Now Stretchy Gorman had no character to speak of; so therein the accusation appeared faulty. But equally was it true as Holy Gospel that he was suspicious of nearly everybody on earth and that nearly everybody on earth had reasons to be suspicious of him. So, balancing one word against the other, the garment might be said to fit him. At any rate, it was plain the supreme potentates had decreed for him that he was to wear it.

One of the detectives detailed to this assignment was Hyman Ginsburg. His partner on the job was a somewhat older man named Casane. These two frequently worked together. Pulling in double harness they made a dependable team. Both had wit and shrewdness. By sight, Casane knew the individual they were deputed to take; Ginsburg, to his knowledge, had never seen him.

Across his roll-top desk the inspector, speaking as follows, according to the mode of the fellowcraft, gave them their instructions:

“You’ll likely be findin’ this here party at the Stuffed Owl. That’s his regular hang-out. My information is that he’s usually there regular this time of the day. I’ve just had word that he went in there fifteen minutes ago; it’s likely he’ll be stayin’ a while.

“Now, if he’s in there don’t you two go and send for him to come outside to you; nothin’ like that. See? You go right in after him and nail him right in front of his own pals. Understand? I want him and his bunch and the reporters all to know that this here alleged drag of his that the newspapers’ve been beefin’ so loud about is all bogus. And then you fetch him here to me and I’ll do the rest. Don’t make no gun play nor nothin’ of that nature without you have to, but at the same time and nevertheless don’t take no foolish chances. This party may act up rough and then again he may not. Get me? My guess is he won’t. Still and notwithstandin’, don’t leave no openin’s. Now get goin’.”

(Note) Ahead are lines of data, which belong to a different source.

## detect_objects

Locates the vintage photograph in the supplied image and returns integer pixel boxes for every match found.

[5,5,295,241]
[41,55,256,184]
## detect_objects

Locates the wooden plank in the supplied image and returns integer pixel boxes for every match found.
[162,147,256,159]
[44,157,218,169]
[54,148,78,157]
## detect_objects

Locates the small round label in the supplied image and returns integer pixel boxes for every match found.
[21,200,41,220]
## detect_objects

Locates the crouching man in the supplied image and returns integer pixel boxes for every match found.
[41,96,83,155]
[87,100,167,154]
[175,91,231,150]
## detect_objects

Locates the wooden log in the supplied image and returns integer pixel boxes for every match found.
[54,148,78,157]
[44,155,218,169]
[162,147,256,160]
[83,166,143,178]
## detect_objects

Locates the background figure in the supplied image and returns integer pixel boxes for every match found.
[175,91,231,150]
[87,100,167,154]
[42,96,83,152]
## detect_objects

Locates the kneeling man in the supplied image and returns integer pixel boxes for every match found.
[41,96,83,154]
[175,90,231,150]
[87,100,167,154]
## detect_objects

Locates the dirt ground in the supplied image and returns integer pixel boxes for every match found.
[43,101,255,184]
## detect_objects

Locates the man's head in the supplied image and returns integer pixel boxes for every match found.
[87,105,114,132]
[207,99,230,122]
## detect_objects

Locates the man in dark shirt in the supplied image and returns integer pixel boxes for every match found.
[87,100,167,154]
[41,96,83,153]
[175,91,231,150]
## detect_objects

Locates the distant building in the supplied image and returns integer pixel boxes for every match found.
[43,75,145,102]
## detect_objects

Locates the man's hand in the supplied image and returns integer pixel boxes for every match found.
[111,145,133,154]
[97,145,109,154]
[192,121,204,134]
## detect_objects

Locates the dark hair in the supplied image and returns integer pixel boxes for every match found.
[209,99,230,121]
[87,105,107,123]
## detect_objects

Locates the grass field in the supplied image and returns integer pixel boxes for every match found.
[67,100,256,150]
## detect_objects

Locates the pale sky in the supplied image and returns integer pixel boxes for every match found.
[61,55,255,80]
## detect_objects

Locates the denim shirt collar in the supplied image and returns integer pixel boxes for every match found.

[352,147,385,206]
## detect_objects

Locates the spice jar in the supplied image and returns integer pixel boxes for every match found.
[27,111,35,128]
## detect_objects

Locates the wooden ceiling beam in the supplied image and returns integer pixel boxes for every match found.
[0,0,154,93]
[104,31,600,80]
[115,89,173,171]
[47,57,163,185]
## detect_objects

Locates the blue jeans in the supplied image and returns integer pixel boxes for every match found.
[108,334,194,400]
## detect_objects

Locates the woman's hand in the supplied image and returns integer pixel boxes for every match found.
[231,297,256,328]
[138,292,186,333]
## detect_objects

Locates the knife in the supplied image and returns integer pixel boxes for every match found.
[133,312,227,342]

Sure enough it was at the sign of the Stuffed Owl, down in a basement bat cave of a place and in the dusk of the evening, that they found their man. To Ginsburg’s curious eyes he revealed himself as a short, swart person with enormously broad shoulders and with a chimpanzee’s arm reach. Look at those arms of his and one knew why he was called Stretchy. How he had acquired his last name of Gorman was only to be guessed at. It was fair to assume, though, he had got it by processes of self-adoption–no unusual thing in a city where overnight a Finkelstein turns into a Fogarty and he who at the going down of the sun was Antonio Baccigaluppi has at the upcoming of the same become Joseph Brown. One thing, though, was sure as rain: This particular Gorman had never been a Gorman born.

Not the blackest of the “Black Irish,” not the most brunette of brunette Welshmen ever had a skin of that peculiar brownish pallor, like clear water in a cypress swamp, or eyes like the slitted pair looking out obliquely from this man’s head.

Taking their cue of action from their superior’s words, Casane and Ginsburg, having come down the short flight of steps leading from the sidewalk, went directly across the barroom to where their man sat at a small table with two others, presumably both of his following, for his companions.

The manner of the intruders was casual enough; casual and yet marked by a businesslike air. They knew that at this moment they were not especially attractive risks for an accident insurance company. The very sawdust on the floor stank of villainy; the brass bar rail might have been a rigid length of poison snake; the spittoons were small sinks of corruption. Moreover, they had been commissioned to take a monarch off his throne before the eyes of his courtiers, and history records that this ever was a proceeding fraught with peril.